Europe unable to police how big tech uses our data, says report 

Europe unable to police how big tech uses our data, says report 

Much of the report from the Irish Council of Irish Civil Liberties focuses on the perceived inadequacies of the Irish Data Protection Commission’s decision-making.

Five years since going live, the European General Data Protection Regulation (GDPR) is “largely paralysed”, one of Ireland’s foremost privacy advocacy bodies has said.

A new report from the Irish Council of Civil Liberties (ICCL), titled 5 Years: GDPR’s Crisis Point, claims that “Europe remains unable to police how big tech uses our data”.

It states that a lack of funding can no longer be blamed for that perceived stasis, given that “data protection authorities across the union now have a combined budget of a third of a billion euro”, with Ireland’s own budget now among the top five largest in the bloc.

However, despite this the report notes that 10 of the EU’s data authorities “still have budgets under €2m”.

The report, authored by the ICCL’s senior fellow Johnny Ryan, himself a prominent critic of the GDPR and Ireland’s own enforcement regime, claims that just 18% of the decisions via the GDPR’s ‘one-stop shop’ to date have led to fines.

The one-stop shop is the mechanism via which organisations engaged in cross-border data processing deal with a single country’s regulatory authority in terms of enforcement decisions.

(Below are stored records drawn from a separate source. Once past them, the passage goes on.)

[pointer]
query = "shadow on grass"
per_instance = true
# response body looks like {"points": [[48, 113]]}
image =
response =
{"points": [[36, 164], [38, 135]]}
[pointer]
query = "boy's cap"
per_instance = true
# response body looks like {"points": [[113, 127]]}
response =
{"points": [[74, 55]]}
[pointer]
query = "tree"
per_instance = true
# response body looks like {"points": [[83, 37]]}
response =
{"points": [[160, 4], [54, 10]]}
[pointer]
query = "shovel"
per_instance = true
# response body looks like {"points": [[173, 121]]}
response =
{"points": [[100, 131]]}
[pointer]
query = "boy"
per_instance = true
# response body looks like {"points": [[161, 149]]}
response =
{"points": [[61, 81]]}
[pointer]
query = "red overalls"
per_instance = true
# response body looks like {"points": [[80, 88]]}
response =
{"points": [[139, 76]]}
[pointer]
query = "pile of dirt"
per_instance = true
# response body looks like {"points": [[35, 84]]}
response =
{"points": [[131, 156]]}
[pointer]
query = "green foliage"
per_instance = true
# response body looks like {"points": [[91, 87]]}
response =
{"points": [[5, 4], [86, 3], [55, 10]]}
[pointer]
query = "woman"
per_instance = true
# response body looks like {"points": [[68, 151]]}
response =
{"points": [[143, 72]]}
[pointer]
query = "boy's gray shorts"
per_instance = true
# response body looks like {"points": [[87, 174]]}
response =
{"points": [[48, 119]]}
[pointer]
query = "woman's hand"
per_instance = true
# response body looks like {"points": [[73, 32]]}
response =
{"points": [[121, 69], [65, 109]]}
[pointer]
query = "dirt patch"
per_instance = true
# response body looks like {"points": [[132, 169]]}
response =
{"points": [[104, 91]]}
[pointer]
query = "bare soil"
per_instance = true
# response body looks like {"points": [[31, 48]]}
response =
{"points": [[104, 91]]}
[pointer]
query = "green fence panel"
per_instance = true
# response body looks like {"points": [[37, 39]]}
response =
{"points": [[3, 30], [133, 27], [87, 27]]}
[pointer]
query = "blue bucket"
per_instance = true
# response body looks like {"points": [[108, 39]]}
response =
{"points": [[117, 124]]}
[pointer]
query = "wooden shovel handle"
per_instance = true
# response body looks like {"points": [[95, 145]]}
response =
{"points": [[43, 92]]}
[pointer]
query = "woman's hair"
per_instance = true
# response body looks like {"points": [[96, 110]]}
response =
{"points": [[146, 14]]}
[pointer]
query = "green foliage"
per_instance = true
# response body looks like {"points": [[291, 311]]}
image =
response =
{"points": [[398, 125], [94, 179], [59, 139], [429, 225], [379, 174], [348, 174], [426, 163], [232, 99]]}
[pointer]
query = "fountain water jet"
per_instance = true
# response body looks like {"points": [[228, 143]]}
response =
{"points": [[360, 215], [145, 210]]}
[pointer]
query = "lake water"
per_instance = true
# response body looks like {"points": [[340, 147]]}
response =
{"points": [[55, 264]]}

When that country “asserts” its lead role in such investigations, no other authority can intervene, the ICCL’s report said.

Much of the report focuses on the perceived inadequacies of the Irish Data Protection Commission’s (DPC) decision-making.

However, the DPC said in March at the publication of its annual report that it had applied fines of over €1bn across 2022 as its investigations under GDPR ramped up, while two-thirds of the fines issued by regulators across Europe last year as a whole had emanated from the Irish regulator.

Many of the largest tech companies in the world — including Meta, Google, Microsoft, and Twitter — base their European headquarters in Ireland, meaning the DPC is amongst the most prominent and significant of all the bloc’s regulatory authorities.

“Uniquely, 75% of Ireland’s GDPR investigation decisions in major EU cases were overruled by majority vote of its European counterparts at the EDPB, who demand tougher enforcement action,” the ICCL report states.

It notes that just under nine in 10 of the cross-border complaints made to Ireland involve repeated actions against the same eight big tech companies.

However, the report says, the DPC has opted for “amicable resolution” in 83% of the cases it has managed against those same companies.

“Using amicable resolution for repeat offenders, or for matters likely to impact many people, contravenes European Data Protection Board guidelines,” the report said.